A Justiça italiana pediu a extradição de 140 militares e policiais sul-americanos acusados de envolvimento em seqüestro, tortura e morte de 25 militantes políticos sul-americanos que também tinham cidadania italiana. Eles foram alvo da Operação Condor, ação conjunta entre os serviços de inteligência de países sul-americanos dominados por ditaduras para reprimir grupos políticos de esquerda nos anos 70 e 80.

Entre os processados estão 13 brasileiros - seis já mortos - acusados pelas mortes de Campiglia e Viñas, ex-militantes do Montoneros, grupo de extrema esquerda da Argentina. Campiglia foi preso no Rio, em março de 1980, e Viñas, no Rio Grande do Sul, em junho do mesmo ano. Eles foram entregues à ditadura do general Jorge Rafael Videla e são considerados desaparecidos políticos.

O Ministério da Justiça italiano ainda não enviou ao Brasil o pedido de extradição dos brasileiros processados. Uma porta-voz do ministro Clemente Mastella disse ao GLOBO:

- Por enquanto, só acompanhamos o caso pela mídia.

Mastella não respondeu à proposta de seu colega Tarso Genro de abrir investigação paralela sobre o caso. O curto-circuito entre a Justiça italiana e a brasileira levou a juíza do processo, em Roma, a incluir na lista dos 13 processados do Brasil pessoas que já morreram há anos.

- Os brasileiros nem sequer comunicaram o nome dos réus mortos, muitos deles famosos, como o general João Figueiredo. Na pior das hipóteses é um caso de implicância, ou desleixo e pouco caso das autoridades - disse um advogado da ONG Peacelink, que seguiu o inquérito aberto em 1998.

Pendências com Itália aumentam

Capaldo deve enviar ao ministério a lista definitiva das ordens de prisão já sabendo que a Constituição brasileira não permite a extradição de brasileiros. No Ministério da Justiça italiano, sabe-se que este caso aumenta o volume de pendências de extradição entre Brasil e Itália. Até agora, a maioria dos pedidos tratava de italianos condenados por crimes da máfia ou terrorismo.

A mídia italiana deu destaque às declarações de Tarso Genro.
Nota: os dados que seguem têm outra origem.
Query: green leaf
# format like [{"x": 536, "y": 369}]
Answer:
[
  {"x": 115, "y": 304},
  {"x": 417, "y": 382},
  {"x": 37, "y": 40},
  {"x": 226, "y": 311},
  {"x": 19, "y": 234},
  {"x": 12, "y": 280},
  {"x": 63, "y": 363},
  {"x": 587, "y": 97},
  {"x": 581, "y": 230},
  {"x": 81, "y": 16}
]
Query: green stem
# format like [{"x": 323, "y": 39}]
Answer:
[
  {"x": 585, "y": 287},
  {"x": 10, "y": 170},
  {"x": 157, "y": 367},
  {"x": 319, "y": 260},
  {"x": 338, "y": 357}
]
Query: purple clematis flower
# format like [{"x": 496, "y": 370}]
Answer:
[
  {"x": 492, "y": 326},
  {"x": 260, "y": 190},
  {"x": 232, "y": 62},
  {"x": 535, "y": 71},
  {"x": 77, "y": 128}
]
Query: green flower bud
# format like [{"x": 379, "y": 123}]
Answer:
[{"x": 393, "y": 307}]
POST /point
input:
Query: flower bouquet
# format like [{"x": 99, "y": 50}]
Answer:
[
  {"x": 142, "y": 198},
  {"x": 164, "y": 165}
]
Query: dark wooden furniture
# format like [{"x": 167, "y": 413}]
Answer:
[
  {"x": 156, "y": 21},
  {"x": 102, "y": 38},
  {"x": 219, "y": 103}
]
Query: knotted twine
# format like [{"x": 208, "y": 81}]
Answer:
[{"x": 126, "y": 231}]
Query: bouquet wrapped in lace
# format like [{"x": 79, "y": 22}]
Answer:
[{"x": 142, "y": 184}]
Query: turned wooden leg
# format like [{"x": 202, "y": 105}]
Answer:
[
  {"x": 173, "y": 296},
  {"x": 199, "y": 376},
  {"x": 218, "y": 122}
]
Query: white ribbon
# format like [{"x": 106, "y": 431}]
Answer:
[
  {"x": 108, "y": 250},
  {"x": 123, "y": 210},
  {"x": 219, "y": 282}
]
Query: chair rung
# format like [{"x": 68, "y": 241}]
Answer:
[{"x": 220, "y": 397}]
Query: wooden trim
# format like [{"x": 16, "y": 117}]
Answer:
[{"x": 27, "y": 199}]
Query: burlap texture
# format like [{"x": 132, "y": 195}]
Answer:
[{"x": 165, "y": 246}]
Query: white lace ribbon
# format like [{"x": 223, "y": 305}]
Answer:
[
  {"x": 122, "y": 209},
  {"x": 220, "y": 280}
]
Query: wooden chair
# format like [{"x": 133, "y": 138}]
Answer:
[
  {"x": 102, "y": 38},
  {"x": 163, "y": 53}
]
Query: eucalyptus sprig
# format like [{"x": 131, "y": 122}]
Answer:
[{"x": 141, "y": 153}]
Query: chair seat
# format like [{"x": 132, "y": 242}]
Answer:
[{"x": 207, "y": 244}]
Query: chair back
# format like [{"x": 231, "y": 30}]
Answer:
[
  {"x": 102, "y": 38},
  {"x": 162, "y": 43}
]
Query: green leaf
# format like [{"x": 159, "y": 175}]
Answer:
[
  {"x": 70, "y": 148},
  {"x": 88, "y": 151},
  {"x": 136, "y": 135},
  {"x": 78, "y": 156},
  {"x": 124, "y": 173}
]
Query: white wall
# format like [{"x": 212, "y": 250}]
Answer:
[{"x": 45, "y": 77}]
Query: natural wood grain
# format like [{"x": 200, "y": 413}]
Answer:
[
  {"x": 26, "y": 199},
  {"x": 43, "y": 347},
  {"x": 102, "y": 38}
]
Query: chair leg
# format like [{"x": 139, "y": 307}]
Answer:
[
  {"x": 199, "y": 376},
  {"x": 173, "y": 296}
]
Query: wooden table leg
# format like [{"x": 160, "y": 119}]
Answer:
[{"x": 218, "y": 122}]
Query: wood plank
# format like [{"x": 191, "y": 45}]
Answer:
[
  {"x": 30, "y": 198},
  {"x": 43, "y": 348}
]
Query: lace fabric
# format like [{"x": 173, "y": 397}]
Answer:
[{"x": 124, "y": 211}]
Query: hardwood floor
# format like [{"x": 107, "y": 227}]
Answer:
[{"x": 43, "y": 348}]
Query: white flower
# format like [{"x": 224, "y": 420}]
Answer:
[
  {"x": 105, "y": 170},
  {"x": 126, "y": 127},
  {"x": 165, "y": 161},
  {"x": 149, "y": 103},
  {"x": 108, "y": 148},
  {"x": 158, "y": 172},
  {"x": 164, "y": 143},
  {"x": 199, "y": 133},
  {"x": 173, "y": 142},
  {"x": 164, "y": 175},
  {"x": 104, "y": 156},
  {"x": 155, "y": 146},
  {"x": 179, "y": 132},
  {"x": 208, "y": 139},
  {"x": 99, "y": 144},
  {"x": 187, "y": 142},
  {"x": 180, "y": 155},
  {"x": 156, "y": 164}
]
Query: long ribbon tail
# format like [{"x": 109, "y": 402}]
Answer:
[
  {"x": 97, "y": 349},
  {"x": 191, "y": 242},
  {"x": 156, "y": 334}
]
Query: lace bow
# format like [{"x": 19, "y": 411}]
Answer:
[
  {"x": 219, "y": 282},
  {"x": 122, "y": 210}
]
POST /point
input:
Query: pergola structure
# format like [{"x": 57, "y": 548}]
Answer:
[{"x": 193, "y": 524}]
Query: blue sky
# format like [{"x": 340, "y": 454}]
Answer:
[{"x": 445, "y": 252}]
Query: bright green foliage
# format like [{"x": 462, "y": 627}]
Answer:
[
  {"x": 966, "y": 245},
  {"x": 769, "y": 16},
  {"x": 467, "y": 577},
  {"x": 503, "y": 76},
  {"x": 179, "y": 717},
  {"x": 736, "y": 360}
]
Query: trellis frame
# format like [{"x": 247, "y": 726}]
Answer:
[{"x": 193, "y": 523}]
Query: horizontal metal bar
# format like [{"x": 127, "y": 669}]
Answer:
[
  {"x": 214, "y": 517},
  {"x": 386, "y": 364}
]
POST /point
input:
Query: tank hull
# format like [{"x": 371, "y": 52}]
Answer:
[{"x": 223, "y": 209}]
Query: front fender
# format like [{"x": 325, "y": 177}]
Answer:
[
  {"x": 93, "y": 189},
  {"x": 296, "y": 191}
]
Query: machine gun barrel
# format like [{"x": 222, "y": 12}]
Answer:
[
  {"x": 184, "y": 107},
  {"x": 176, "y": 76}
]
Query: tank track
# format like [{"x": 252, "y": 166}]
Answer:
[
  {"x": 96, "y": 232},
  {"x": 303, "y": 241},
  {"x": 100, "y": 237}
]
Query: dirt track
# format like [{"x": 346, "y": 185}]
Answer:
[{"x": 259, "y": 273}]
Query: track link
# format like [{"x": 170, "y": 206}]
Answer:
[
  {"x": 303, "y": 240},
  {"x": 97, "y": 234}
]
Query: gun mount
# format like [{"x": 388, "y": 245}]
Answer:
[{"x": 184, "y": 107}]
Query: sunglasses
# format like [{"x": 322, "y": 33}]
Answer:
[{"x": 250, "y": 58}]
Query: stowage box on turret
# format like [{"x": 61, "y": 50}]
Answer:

A Justiça italiana trabalhou nove anos para concluir as investigações, interrogando centenas de testemunhas na Itália ou nas sedes consulares nos cinco países envolvidos (Brasil, Argentina, Uruguai, Chile e Bolívia).

Em São Paulo, o Grupo Tortura Nunca Mais comemorou a decisão da Justiça italiana.

- Foi um presente para a democracia do mundo todo - afirmou a presidente grupo, a jornalista Rose Nogueira. - Um ato de Natal para lembrar que isso, a tortura de Estado, nunca mais deve acontecer no mundo.

O Tortura Nunca Mais de São Paulo deverá enviar pedido ao governo brasileiro para que abra inquérito, com base na apuração feita pela Itália e nos mandados de prisão italianos.